Some beliefs can hinder critical thinking. If you believe you will fail at trying to solve a problem, you probably won’t try. If you don’t try, you won’t avail yourself of the opportunity to learn and develop your talents, including your critical thinking talents. Surprisingly, much research has found that believing that intelligence is something you are born with and is fixed for life by your genes hinders people in several ways that might affect their ability to think critically. “One of the dumbest things people do with the fixed view of intelligence is to sacrifice important learning opportunities when those opportunities contain a risk of revealing ignorance or making errors” (Dweck 2002: 29). Why? Because people who believe intelligence is completely fixed tend to fear failure more than people who view intelligence as largely a potential that can be developed. They seem to fear failure because they tend to measure their self-worth by their intelligence. They interpret any failure as a sign that they lack intelligence. They thus tend to play it safe. People who believe intelligence is malleable tend to interpret any given failure as a sign that they lack a specific skill or bit of knowledge. Instead of being put off by failure, they are often inspired by it to take action and even take more risks. Without risks, learning is impossible. Dweck puts it this way: “Students who hold a fixed view of their intelligence care so much about looking smart that they act dumb” (2002: 31).

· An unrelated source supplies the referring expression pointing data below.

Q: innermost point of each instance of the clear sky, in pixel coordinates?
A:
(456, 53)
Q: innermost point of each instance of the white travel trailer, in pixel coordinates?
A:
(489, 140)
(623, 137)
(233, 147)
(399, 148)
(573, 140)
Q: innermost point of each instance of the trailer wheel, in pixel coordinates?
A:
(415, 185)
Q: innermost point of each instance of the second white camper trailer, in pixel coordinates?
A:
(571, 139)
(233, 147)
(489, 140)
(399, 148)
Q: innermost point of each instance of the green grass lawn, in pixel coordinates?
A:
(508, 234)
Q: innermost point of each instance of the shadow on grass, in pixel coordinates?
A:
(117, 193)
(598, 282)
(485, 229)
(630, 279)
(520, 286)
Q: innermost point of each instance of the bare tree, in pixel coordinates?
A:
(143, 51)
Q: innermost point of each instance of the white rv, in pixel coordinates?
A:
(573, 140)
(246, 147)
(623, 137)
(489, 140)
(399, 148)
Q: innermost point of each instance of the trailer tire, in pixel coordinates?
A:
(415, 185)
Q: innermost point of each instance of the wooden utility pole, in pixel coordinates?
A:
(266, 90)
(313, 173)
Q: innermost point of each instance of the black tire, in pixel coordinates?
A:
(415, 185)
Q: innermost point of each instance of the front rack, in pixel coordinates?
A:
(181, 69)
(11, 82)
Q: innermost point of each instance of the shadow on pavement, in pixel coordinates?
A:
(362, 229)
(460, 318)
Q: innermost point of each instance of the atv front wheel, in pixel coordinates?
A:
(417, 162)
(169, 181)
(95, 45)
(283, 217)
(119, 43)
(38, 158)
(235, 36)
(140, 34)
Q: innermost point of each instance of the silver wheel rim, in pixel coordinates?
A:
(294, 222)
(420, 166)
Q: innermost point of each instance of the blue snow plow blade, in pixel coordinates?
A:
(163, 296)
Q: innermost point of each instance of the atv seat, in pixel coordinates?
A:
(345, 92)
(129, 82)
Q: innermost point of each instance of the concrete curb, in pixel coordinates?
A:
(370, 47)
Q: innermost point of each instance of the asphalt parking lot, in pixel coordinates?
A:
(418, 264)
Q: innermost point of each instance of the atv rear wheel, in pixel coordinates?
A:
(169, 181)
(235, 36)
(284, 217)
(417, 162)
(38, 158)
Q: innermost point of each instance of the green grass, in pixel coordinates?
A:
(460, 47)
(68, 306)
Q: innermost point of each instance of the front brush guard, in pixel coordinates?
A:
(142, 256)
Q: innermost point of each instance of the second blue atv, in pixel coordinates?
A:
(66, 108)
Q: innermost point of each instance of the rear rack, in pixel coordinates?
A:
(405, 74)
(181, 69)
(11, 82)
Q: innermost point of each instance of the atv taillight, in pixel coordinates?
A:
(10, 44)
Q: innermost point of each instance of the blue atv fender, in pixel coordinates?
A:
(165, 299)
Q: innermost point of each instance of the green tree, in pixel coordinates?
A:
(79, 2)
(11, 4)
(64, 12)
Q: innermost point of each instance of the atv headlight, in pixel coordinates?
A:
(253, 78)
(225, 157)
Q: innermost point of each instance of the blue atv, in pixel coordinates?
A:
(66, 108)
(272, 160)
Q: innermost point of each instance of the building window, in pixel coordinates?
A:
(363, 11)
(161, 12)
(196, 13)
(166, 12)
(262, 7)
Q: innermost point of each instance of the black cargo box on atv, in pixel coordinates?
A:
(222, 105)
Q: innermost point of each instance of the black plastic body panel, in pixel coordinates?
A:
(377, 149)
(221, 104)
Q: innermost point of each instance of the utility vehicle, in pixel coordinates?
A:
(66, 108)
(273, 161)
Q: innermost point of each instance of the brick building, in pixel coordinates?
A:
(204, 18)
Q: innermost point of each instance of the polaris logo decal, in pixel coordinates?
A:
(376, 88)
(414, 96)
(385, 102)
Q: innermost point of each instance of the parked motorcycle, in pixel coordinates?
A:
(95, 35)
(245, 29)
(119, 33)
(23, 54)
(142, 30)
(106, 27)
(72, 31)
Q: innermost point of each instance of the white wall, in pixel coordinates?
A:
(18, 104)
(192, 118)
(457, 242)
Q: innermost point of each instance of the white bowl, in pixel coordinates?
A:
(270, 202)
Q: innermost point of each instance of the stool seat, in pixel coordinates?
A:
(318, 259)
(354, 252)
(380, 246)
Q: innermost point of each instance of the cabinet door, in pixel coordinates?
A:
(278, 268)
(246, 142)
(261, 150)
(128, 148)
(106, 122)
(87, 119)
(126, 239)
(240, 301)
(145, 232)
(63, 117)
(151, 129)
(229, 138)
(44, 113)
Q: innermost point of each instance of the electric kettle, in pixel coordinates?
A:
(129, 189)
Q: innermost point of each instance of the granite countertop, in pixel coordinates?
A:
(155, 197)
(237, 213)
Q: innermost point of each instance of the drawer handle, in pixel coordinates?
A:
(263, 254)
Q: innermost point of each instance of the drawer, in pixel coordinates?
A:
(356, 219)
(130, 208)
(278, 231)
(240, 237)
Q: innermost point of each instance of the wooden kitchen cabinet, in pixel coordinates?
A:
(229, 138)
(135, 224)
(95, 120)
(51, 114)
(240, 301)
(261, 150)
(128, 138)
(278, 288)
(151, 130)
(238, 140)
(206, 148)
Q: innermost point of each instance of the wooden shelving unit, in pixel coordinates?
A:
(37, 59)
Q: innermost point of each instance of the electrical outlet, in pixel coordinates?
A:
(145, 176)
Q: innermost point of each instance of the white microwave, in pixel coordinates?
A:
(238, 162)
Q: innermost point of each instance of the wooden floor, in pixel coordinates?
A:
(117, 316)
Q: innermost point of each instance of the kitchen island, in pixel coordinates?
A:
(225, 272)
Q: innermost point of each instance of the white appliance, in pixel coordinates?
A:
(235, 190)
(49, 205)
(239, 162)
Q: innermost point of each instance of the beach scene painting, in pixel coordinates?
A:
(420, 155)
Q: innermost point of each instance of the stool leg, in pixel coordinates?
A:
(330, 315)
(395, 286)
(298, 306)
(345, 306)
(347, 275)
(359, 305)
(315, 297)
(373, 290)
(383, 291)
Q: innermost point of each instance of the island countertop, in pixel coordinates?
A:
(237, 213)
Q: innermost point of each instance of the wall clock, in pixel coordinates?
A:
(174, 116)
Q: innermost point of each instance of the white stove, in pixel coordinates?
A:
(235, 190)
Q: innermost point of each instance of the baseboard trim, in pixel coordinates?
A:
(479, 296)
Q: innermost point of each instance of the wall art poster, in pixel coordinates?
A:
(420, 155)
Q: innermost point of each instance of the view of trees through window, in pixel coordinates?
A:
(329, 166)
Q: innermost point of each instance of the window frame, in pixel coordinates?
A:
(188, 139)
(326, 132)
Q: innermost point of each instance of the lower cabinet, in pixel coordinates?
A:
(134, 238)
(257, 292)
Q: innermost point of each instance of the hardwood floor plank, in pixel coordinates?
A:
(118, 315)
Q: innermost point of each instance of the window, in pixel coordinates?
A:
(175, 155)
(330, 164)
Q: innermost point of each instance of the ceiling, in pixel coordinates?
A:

Another belief that can hinder critical thinking is the belief that only dumb people have to work hard or that intelligent people learn effortlessly (Dweck 2002: 31). This phenomenon is called self-handicapping (Berglas 1990) It is the tendency to do things that will prevent you from looking like you have low ability, even if these are things that will jeopardize your performance. When people self-handicap, it means that they care more about looking smart (or avoiding looking dumb) than about accomplishing something (Dweck 2002: 32). Unfortunately, self-handicapping is something intelligent people who believe in fixed intelligence tend to do because they tend to believe things should come easy to them. The moral of the story seems to be: even if there is some limit to intelligence imposed by biology, believing that intelligence is largely a potential to be developed will often be the main difference between two equally intelligent people who are unequal critical thinkers.


Teachers and anybody raising children might want to read Dweck's recent article in Scientific American: "The Secret to Raising Smart Kids."

She writes:

Our society worships talent, and many people assume that possessing superior intelligence or ability—along with confidence in that ability—is a recipe for success. In fact, however, more than 30 years of scientific investigation suggests that an overemphasis on intellect or talent leaves people vulnerable to failure, fearful of challenges and unwilling to remedy their shortcomings.

The rest of the article lays out some of the results of that research, much of which many readers will find counter-intuitive but extremely valuable.